2.  Oddly enough, in spite of the food hangover, I am still craving fruits and veggies and lean protein.  But I will say- I didn't crave ANY sugar for most of the competition, and sadly, I have found that since my little vacation from healthy eating, I'm starting to experience a little bit of the "old me".

Es no bueno.

It's not like I ate total junk last week, but I'm used to rewarding myself with food and unfortunately, some habits die hard.  So I went to look for a "reward" only to discover that we didn't really have any celebratory foods in the house (thankfully).  So I did what any of us "addicts" would do and I went out to the freezer in the garage. It was there that I discovered...  fundraiser cookies.  I have no idea why I even opened the box.  I mean- they've been in the freezer for three months.  Gag.  I know.

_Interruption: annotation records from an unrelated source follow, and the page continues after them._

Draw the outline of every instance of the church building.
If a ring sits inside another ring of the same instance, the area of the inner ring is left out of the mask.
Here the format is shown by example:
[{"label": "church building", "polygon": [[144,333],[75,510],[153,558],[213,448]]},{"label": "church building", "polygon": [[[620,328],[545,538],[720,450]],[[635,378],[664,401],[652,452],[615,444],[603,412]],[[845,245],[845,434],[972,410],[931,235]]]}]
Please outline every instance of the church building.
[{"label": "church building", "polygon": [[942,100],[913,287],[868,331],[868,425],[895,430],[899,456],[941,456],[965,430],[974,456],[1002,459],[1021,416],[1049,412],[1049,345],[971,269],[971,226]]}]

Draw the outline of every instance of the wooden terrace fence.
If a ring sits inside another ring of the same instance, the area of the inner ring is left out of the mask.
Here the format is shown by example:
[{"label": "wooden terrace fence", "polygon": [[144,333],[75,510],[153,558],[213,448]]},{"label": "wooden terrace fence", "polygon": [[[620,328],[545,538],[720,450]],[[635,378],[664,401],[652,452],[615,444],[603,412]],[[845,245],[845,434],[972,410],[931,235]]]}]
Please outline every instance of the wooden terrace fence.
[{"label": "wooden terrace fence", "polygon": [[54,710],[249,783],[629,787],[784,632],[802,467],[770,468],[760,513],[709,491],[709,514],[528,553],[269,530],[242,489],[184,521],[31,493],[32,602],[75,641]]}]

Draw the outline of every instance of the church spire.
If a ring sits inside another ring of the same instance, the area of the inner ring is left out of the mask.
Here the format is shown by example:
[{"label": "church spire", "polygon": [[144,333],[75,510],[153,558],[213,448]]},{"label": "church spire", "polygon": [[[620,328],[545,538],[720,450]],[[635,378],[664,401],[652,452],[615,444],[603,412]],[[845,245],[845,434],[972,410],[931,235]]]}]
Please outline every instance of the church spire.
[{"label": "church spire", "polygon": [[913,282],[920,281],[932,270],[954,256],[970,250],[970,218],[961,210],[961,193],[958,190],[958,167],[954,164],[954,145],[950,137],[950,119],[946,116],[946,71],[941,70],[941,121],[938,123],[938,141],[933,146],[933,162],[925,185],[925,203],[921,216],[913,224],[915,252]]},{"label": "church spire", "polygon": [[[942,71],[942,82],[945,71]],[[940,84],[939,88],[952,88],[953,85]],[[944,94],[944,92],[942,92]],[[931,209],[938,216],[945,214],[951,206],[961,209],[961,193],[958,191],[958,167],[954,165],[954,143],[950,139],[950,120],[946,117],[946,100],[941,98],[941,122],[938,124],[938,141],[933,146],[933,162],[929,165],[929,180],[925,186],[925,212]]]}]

And I've been eating dominantly fresh foods for much longer than that, so why would I even think that putting  them (with all of the preservatives, sugar, crap) in to my body wouldn't have some sort of repercussions? I guess I wasn't thinking. I mean, surely I would just see a gain on the scale and that would be it. Right?

Wrong.

There was no gain.  No loss, either.  Instead, I have been moody, unable to focus, tired, and had a headache (occasionally migraine strength) off and on for the past six days.  I think I'd prefer a ten-pound gain to this past week.

Seriously.

Lesson learned.

So why did I share that?  I told you- you aren't alone, and I totally don't have it all down.  I'm still learning.

So maybe you've given up on your goals, or broken your resolutions.  Maybe you feel like a failure, or like you'll just have to wait until next year.  Or perhaps you feel like you'll never reach those goals, so what's the point?

The point is, I'm 33, and I'm just now getting it.

You fall off the horse, you get back on- that's the only way to get where you're going.  And if you're worried that you'll fall again, or that you'll hurt the horse, then just start walking.  Either way, don't give up.  Get off your laurels and pick right back up where you left off.

I'll do it with you.  Clean slate.  Right now.  Today.

No more official "resolutions" for the year 2013.

Instead, commit to move forward, making progress... one day at a time.

I'm in this with you.

Thanks for sticking with me!










The Fat Girl, Slim

2 comments:

  1. Christi,
    I have pretty much had a life long problem with weight. I have my "never get above this weight" weight, and so a few times, I have gotten perilously close to that weight and panicked. But even when I'm not close to the "never get above this weight" weight, I'm still overweight.

    So, on December 1, 2013, I decided that I would set a one year goal to lose 52 pounds. I knew I would have weeks where I lost more than 1 pounds, and weeks where I lost less (or possibly even gained). Having an annual goal, instead of a short term goal has helped me so much. I've had a few weeks where I didn't lose or didn't lose much. A few hard weeks of eating junk.

    I had a house cleaning the other day where I got rid of anything that was a temptation to me.

    And IF I don't choose well, one day, one time, etc. then I just start over.

    I know you can do this. You are a strong and motivated woman. I'd keep digging as to the "why" you turn to food for comfort, but keep moving forward and you'll get there!

    Proud of you for working so hard.

    ReplyDelete
  2. Carol- Thanks so much for the encouragement! :) There is much wisdom in what you shared. I' proud of you, too! Making choices to take back your health and setting a wonderful example for your girls is a choice that will carry on through their lives and hopefully help them to grow in to confident young women who don't struggle as we have. :) You're a good momma! And you can do this! Can't wait to hear about your progress!! :)

    And Phyllis- thank you for always encouraging, always motivating me with your kind words. Knowing that you have been encouraged blesses me more than I could ever express. :) you'll get there sister! ;) I'm with you!